Mesajı Okuyun
Old 07-02-2013, 18:53   #1
Ü. Yasin

 
Varsayılan Tüzel kişilere adli yardım

Adli yardımdan HMK’nda geçtiği üzere kendisi ve ailesinin geçimini önemli ölçüde zor duruma düşürmeksizin, gereken yargılama veya takip giderlerini kısmen veya tamamen ödeme gücünden yoksun olan kimseler(…)haklı oldukları yolunda kanaat uyandıran kişiler faydalanabilirler. (HMK334/1) Bunun yanında ayrıca kamuya yararlı dernek ve vakıflar, iddia ve savunmalarında haklı görüldükleri ve mali açıdan zor duruma düşmeden gerekli giderleri kısmen veya tamamen ödeyemeyecek durumda oldukları takdirde adli yardımdan yararlanabilirler.

Hukuk Muhakemeleri Kanununda bu açıklamalar dikkate alındığında adli yardımdan faydalanabilmek için; 1) Gerçek kişi olmak 2) Veya kamuya yararlı dernek ve vakıf olmak 3) İddia ve savunmalarında haklı olduğuna kanaat uyandırmak şartları mevcut olduğu gözükmektedir.

Benim “X Ltd” şirketim bir bankanın haksız işlemine maruz kalıyor icra takipleri sonucunda gayri faal duruma düşüyor. Haklı olduğum hususunda o kadar eminim ki iddia ve savunmalarımda ilk etapta haklı olduğum kanaati çok net bir şekilde görülebiliyor( Bu konu için farazidir ). xxx binlik/milyonluk bir tazminat davası açmaya yöneliyorum ancak mahkemece adli yardımdan gerçek veya kamuya yararlı dernek ve vakıflar yararlanabilir gerekçesiyle faydalandırılmıyorum. Değerlendirme 1: Mahkeme böyle bir karar verse doğru mudur?
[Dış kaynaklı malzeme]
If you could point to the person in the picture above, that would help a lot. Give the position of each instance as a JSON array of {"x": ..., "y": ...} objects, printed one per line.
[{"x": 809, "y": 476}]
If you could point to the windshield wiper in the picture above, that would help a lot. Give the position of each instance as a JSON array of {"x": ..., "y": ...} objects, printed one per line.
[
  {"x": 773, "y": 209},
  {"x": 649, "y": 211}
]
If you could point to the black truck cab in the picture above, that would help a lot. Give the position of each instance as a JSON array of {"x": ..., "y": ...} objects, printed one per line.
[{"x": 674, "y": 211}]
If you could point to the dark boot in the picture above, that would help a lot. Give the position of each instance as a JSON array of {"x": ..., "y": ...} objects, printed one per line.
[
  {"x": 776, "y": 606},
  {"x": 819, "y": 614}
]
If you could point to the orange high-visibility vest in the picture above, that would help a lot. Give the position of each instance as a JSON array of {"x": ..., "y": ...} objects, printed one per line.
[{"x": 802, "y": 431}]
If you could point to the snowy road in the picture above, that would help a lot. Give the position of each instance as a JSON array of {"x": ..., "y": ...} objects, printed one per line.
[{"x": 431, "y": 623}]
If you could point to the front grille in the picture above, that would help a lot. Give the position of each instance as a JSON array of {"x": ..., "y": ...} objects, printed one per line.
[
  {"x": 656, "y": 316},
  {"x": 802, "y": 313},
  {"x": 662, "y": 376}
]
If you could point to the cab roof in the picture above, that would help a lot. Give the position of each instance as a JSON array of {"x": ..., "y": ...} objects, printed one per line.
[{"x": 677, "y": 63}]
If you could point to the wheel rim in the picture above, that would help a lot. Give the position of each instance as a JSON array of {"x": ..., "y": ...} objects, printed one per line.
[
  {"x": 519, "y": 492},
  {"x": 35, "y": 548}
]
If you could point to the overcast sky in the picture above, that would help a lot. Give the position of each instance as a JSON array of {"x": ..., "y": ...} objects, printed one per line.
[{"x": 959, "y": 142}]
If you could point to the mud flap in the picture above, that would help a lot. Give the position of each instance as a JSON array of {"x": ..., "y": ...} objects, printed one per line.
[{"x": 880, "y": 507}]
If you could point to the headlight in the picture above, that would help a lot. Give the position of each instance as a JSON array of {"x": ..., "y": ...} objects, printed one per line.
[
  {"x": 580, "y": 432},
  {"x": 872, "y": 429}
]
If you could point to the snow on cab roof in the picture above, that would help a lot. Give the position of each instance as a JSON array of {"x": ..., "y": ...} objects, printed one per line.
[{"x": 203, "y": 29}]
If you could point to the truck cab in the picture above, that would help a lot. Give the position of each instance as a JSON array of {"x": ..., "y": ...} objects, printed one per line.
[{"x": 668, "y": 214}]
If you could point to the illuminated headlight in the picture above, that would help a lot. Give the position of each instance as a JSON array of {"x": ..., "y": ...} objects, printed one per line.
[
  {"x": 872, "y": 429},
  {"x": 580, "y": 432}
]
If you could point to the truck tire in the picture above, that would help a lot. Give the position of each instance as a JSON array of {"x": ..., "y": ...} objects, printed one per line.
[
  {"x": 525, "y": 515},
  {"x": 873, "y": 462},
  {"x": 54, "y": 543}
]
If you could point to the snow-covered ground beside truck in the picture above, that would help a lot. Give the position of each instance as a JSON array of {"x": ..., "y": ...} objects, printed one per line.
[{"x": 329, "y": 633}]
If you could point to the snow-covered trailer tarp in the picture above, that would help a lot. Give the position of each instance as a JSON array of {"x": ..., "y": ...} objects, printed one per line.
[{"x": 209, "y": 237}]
AİHM’ne göre ise bir tarafın sermaye şirketi olmasından bahisle adli yardım talebinin reddedilmesi evrensel ilkelere aykırı görülüyor. Ayrıca Türkiye, 5242 sayılı kanunla 20.10.2004 tarihinden itibaren Avrupa Sözleşmesinin tarafı olmuştur ve bu sözleşme hükümlerinde adli yardım talebi yönünden ise gerçek ya da tüzel kişi ayrımı mevcut değil. Anayasa'nın 90. Maddesinde Usulüne göre yürürlüğe konulmuş temel hak ve özgürlüklere ilişkin milletlerarası andlaşmalarla kanunların aynı konuda farklı hükümler içermesi nedeniyle çıkabilecek uyuşmazlıklarda milletlerarası andlaşma hükümleri esas alınır denmektedir. Bu durumda yerel kanunlarla çeliştiği ölçüde uluslararası andlaşma hükümlerine uymamız gerekmektedir. Öyleyse HMK 334. Maddesinin Avrupa Sözleşmesiyle çelişen tüzel kişinin adli yardımdan yararlandırılması hususunda uluslararası andlaşma uygulanmalıdır denebilir.

Bunun yanında Adalete Uluslararası Erişim Hakkında Lahey Sözleşmesi onaylanmıştır. Buna göre Akit Devletlerden birinde görülen bir davada yabancı gerçek ve tüzel kişiler adli yardımdan yararlanabilir. Yani Türkiye’de bir yabancı tüzel kişi adli yardımdan yararlanabilirken HMK gereği Türkiye tabiyetindeki tüzel kişi adli yardımdan yararlanamamakta.

Uluslararası andlaşmalar ve evrensel hukuk göz önünde bulundurulduğunda haksız işlemler sonucu gayri faal duruma düşmüş bir sermaye şirketinin adli yardımdan faydalanabilmesi gerektiği kanısı hasıl olmaktaysa da, mahkemelerimizin bu konuda ürkek davrandığı ve cesur adımlar atmaktan çekindiğini gözlemlemekteyim.

Değerlendirme 2: Siz değerli hukukçularn bu konu hakkındaki görüşleri nelerdir?